Warner Books, 1999, [Equity Investing] Grade 3
For 30 years emerging markets equities have been synonymous with the bald, Yul Brynner-like head of Mark Mobius, the portfolio manager of The Templeton Emerging Markets fund. Over the period Mobius, often called the global nomad for his relentless 250 travelling days a year, managed to return 12.6% per year – an outperformance of about 2 percentage points per year. Mobius, now aged 81, has recently announced his retirement from Templeton – but only to launch his own ESG-funds. Some of the tireless energy remains.
The legendary investor John Templeton hired Mobius in 1987. Apart from being one of the truly iconic value investors Templeton, less well known, has also sometimes been called the godfather of emerging markets investing. This book is written just one third into Mobius’ fund manager career. Still, since the author prior to his fund management vocation, had run several companies, he possesses the oversight and perspective of a much more seasoned emerging markets PM. In Passports to Profits (perhaps a bit clichéd title?) the reader gets to accompany Mobius and his team on their travels to Estonia, Russia, Hong Kong, Thailand Brazil, Nigeria and South Africa. In each part of the world the author meets a string of companies and uses these case studies to discuss the development of the region at hand – this is written only a year or two post the 1990’s Asian crisis - and to teach the reader the investment lessons needed to invest in less mature equity markets.
Mobius clearly has emulated Templeton with regards to his investment style. The focus is on the change in fundamentals on a five-year time frame with a well-defined contrarian stroke as crashes are seen as buying opportunities instead of something negative. Since EM countries often differ substantially when it comes to inflation levels Mobius adjusts for this when looking to valuation multiples. Due to the relative lack of corporate information and the sometimes shaky shape of the corporate governance in many emerging market countries, visiting management is absolutely vital. On top of the managerial sales pitch Mobius tries to overlay a less emotional view of the environment, history and situation of the company.
Mobius hasn’t always been popular in all camps as he’s flamboyant, cocky and self-confident and seldom holds his punches when it comes to advocating the free market economy as a force of positive change or in criticizing the crony capitalism of many corrupt third world leaders that often labeled themselves socialist. In fact, many of Mobius’ best investments have been in recently privatized companies liberated from centrally planned corporate governance that induced a destructive land grab mentality instead of creating values for the customers. Mobius’ record is great overall but it has been volatile, giving his critics ammunition during less successful times.
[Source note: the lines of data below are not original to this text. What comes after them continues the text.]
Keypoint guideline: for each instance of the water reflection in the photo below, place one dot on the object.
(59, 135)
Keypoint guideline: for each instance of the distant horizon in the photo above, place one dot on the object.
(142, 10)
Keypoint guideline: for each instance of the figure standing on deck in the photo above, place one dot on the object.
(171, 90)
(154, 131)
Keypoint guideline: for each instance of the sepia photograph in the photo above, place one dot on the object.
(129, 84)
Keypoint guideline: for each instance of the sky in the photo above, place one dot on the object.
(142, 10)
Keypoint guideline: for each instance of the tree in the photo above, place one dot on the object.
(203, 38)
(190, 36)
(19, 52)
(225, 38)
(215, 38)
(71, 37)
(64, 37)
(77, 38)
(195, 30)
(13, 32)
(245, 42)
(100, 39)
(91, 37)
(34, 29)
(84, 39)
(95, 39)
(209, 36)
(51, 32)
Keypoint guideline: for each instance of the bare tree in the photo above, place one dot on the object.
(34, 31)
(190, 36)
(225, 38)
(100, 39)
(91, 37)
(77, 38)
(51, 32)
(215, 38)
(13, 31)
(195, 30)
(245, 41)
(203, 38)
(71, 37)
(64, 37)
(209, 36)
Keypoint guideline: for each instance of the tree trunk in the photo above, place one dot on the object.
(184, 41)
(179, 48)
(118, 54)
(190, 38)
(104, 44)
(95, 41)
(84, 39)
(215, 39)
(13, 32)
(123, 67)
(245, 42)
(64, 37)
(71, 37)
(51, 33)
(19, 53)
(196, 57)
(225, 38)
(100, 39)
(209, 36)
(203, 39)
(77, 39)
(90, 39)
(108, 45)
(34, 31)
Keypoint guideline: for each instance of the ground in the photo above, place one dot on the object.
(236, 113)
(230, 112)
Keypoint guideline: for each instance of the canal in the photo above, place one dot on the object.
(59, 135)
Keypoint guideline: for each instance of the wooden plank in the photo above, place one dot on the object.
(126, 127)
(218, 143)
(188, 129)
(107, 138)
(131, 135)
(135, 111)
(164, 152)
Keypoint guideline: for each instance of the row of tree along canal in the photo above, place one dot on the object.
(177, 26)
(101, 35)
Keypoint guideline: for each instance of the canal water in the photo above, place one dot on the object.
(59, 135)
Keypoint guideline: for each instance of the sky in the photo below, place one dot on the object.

The author’s elevated self-image isn’t always fully beneficial for this book. Most of the investment lessons are given in the form of sometimes a bit pompous “Mobius Rules”. The ting is, there are 84 rules listed throughout the book and they are of quite different depth and often overlap. If all these rules had been distilled down to perhaps 20 rules they would in my view have been more memorable. There are numerous rules and also case studies throughout the book, sometimes at the expense of more generalized lessons. Reading this text almost 20 years after publication gives a useful reminder of the end-of-history-sentiment at the time. The potential of Russia and Eastern Europe is on par with that of China and the Asian tigers. The liberal democratic market economy was to lift all boats into prosperity. It was at the time obviously hard to forsee how different these regions would develop going forward.
Mobius delivers a well-crafted story of fundamental kick-the-tires fund management well worth reading for those that are into EM stocks.